Time for another update.
I have not spent any time at all on the Go tutorials in the past few weeks.
One reason is that I am finally reading the Dune books. I tried to read it years ago, but did not get very far; I probably got a copy from the library and put off reading it.
I saw the David Lynch film, which I still think is bizarre. Patrick Steward leading men into battle with a pug? Sting in a metal diaper? I did not see this; I was not here. The 2001 and 2003 adaptations were pretty good. At some point I want to watch Jodorowsky’s Dune.
Just to pick a few nits: The pug shows up several times with multiple members of House Atreides before Patrick Stewart carries it to Sardaukar oblivion. There is no mention of said dog in the book. And “weirding” in the book has NOTHING to do with sound. When David Lynch tries to blame the studio for meddling, he is full of it.

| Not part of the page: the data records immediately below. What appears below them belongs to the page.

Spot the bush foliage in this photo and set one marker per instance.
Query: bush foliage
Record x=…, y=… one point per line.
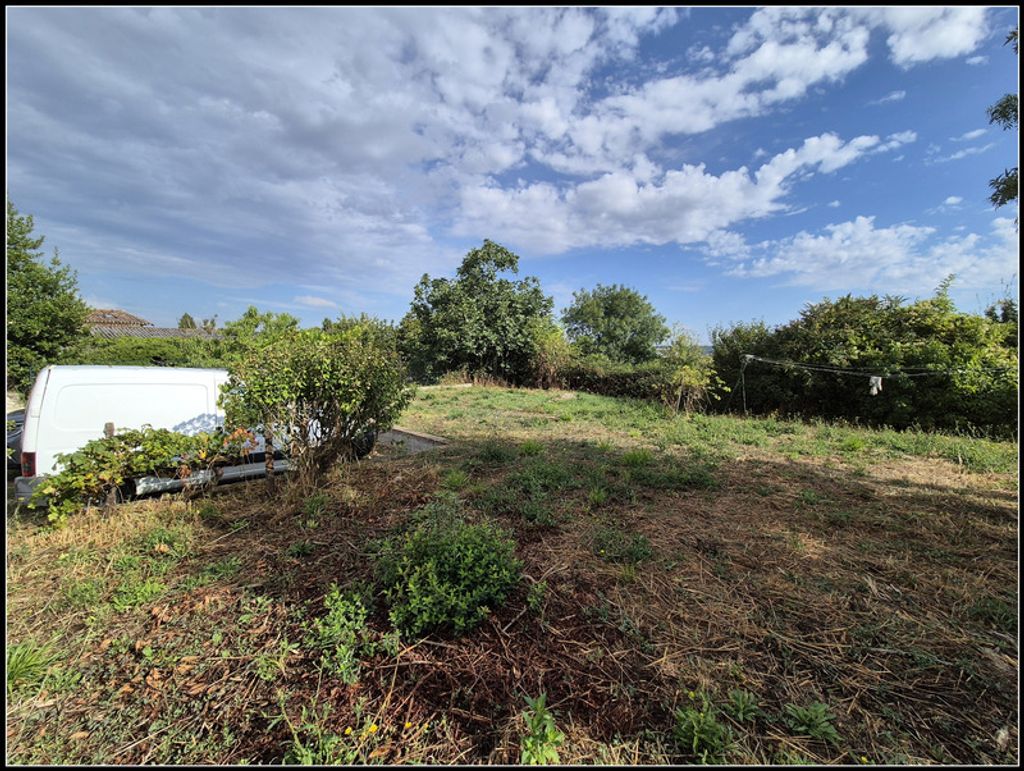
x=964, y=368
x=317, y=393
x=444, y=572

I was on IMDB after binge-watching Friends for the 5 millionth time, and I saw a preview for a new adaptation of Dune. I know the whole point of previews is to make you say, “This will be amazing”, but I think this will be amazing. Ronan Dex as Duncan Idaho; who could ask for more? Taking two films to cover the first novel is a wise decision.
So I got all six of the original novels and started going through them. I am done with Dune, and have started Dune Messiah. I am honestly surprised that the Dune series became as popular as they have. I know that any franchise just sticks you in the middle of its world/universe, but that is REALLY true of Dune. The glossary at the end really helped. I am reading these near my laptop so I can look up terms I do not know on the Dune Wiki.
Back to Go:
One thing that was bugging me about going through the Go tutorials is that my hand started hurting from all the typing. Then my keyboard started dying; unlike most emacs users, it was not my wrist that gave out, it was my left control key. So I got a new Insignia keyboard. These things are like butter. I went to Best Buy and got three more.
Plus, maybe I just don’t like Go. I can see why functional programmers say they are sick of writing for loops. While it’s great that Go functions can return two values so you can catch potential problems, I am also getting sick of writing “if err != nil”. And I do not like that Pluralsight instructors do not spend more time including automated tests. I am not a unit testing fundamentalist, but tests are always good.
Granted, one of the creators of Go is Ken Thompson. Along with Dennis Ritchie and Brian Kernighan he invented Unix and C at Bell Labs in the late 1960s-early 1970s. Another creator is Rob Pike who came to Bell Labs later. (Go has a third creator: Robert Griesemer; I never heard of him, but he has KT’s stamp of approval; who am I to argue?) I don’t know if you could write an OS in C, but it seems like Go is C 2.0. Given who created it, this is not a surprise.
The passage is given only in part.